Hell, if you’re fast enough, you won’t have to see any of ’em running at all.
This Sunday marks the Heartland Naturists’ Fourth Annual Sun Run. (This year’s theme: “The Race of Apollo.”) But despite the slap-happy mental images that naked running might inspire, this race is no joke. The 5-kilometer run takes place on a wooded trail marked by rented cones, commences with the firing of a starting pistol, and includes a water table with Gatorade and plastic cups. Hydration is second only to sun protection, so there will be plenty of sunblock around. Melanoma is a dirty word around these parts — we don’t want these parts getting burned.
The Sun Run is the brainchild of Doug, a dedicated nudist and member of the Heartland Naturists of Kansas City. (Because this brand of recreation has its detractors, names have been abbreviated to protect the nude.)

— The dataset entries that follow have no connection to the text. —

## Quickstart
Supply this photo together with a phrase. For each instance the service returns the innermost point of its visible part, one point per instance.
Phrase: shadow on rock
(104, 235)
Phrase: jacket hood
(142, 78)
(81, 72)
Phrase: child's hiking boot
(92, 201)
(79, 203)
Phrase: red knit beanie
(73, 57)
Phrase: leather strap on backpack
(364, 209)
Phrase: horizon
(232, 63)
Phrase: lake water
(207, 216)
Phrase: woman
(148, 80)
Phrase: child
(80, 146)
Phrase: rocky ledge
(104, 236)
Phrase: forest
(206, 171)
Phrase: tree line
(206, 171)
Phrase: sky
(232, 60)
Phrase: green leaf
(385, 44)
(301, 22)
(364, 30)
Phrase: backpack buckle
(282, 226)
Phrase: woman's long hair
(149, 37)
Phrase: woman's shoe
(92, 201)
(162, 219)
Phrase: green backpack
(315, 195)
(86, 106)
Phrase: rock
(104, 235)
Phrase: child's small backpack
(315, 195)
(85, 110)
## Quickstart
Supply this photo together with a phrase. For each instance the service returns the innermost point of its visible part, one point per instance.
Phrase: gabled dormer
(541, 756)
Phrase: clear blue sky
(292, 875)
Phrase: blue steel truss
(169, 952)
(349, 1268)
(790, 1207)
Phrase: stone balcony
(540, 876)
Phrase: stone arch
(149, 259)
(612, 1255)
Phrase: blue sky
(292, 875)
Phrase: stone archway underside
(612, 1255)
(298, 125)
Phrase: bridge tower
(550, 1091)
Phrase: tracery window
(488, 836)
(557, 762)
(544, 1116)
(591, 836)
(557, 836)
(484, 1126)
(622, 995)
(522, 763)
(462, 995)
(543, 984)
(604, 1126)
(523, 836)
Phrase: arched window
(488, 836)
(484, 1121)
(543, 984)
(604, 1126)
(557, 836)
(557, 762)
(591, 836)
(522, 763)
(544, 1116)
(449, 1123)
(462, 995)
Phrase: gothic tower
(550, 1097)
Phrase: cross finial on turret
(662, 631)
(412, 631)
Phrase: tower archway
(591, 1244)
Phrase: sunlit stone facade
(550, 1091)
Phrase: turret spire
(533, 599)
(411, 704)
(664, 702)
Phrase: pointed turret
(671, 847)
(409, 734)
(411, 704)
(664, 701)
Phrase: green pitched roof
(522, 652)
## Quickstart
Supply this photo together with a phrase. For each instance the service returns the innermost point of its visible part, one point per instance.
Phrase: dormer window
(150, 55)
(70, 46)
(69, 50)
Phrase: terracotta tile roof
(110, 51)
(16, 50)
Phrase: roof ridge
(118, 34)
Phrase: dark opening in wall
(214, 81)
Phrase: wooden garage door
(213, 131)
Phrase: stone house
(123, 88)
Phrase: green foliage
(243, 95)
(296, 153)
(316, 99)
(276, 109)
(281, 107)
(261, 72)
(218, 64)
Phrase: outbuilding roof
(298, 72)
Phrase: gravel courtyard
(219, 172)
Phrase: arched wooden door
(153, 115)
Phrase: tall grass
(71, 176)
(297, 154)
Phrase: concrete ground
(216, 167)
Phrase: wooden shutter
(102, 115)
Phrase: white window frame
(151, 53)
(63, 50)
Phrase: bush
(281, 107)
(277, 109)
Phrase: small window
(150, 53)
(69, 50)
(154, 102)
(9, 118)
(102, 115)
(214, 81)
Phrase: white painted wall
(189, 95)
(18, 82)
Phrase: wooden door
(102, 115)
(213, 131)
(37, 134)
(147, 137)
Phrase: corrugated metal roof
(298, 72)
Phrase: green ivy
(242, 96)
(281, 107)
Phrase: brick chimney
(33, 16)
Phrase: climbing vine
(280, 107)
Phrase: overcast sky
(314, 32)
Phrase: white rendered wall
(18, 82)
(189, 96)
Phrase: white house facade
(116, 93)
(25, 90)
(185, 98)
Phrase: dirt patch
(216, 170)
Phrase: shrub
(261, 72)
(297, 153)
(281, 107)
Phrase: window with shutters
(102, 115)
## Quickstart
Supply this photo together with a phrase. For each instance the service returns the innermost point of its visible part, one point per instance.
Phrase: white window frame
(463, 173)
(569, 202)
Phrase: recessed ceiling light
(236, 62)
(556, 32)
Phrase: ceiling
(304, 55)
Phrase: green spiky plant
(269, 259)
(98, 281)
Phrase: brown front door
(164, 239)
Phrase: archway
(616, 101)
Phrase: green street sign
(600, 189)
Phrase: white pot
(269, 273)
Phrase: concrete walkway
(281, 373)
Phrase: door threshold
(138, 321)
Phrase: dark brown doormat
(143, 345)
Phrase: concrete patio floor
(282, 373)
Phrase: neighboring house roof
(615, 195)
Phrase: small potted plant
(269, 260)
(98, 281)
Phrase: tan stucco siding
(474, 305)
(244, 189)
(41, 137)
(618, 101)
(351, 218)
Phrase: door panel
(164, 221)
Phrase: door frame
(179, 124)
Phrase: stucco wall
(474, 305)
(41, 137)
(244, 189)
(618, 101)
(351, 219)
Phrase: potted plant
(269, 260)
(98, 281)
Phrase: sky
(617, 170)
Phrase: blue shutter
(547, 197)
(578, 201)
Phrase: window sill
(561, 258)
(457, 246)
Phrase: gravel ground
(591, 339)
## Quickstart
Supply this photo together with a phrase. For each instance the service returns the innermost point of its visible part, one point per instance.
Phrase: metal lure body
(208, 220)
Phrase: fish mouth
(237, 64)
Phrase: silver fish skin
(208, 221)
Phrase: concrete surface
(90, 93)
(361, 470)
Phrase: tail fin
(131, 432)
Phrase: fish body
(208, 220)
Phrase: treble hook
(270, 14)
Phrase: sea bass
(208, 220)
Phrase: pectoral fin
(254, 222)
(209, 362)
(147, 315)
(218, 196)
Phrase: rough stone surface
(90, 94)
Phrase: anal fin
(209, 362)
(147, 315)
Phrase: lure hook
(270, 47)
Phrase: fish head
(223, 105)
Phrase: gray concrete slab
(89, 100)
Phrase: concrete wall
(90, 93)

“The Midwest doesn’t have the natural amenities of the beachfront like the West or East Coasts are blessed with, so I came up with the Sun Run to meet the outdoor needs of the naturists in our area,” he says. He’s even had special medals made as prizes, along with Heartland Naturist T-shirts and towels. Even nudists like a free T-shirt now and again.
Racers have been known to finish with times between 20 minutes and just shy of an hour. But some runners are in it just for the potluck lunch and post-race skinny-dipping. Which is perfectly fine, assures Marge, the president of the Heartland Naturists.
“I have boobs the size of small watermelons,” Marge says, “so I don’t go jogging — I go jugging. I help with the potluck, and I get out my calligraphy pen and fill out certificates for the racers, and I give massages to anyone who wants one after the race. I’m busier than five cats in one sandbox as it is.”
Last year’s event turned out 25 runners. “We had a family come out, and the mom had their little girl. She was 2 or 3, and they walked it together, hand in hand,” recalls John, vice president of Heartland Naturists. “It’s a form of exercise, and it’s more about freedom than anything else. It’s about having that opportunity to enjoy the sun and the camaraderie and the adventure.”
To avoid voyeurs and hecklers, the group isn’t telling nonparticipants the specific location of the race route, other than that it’s an area near a lake for that post-race dip. Once they’re registered, runners get the race location via supersecret URL. (The last thing a nudist wants is to run from police.)
It’s enough to make you wish for a well-placed birthmark that reads “First place, sucka!”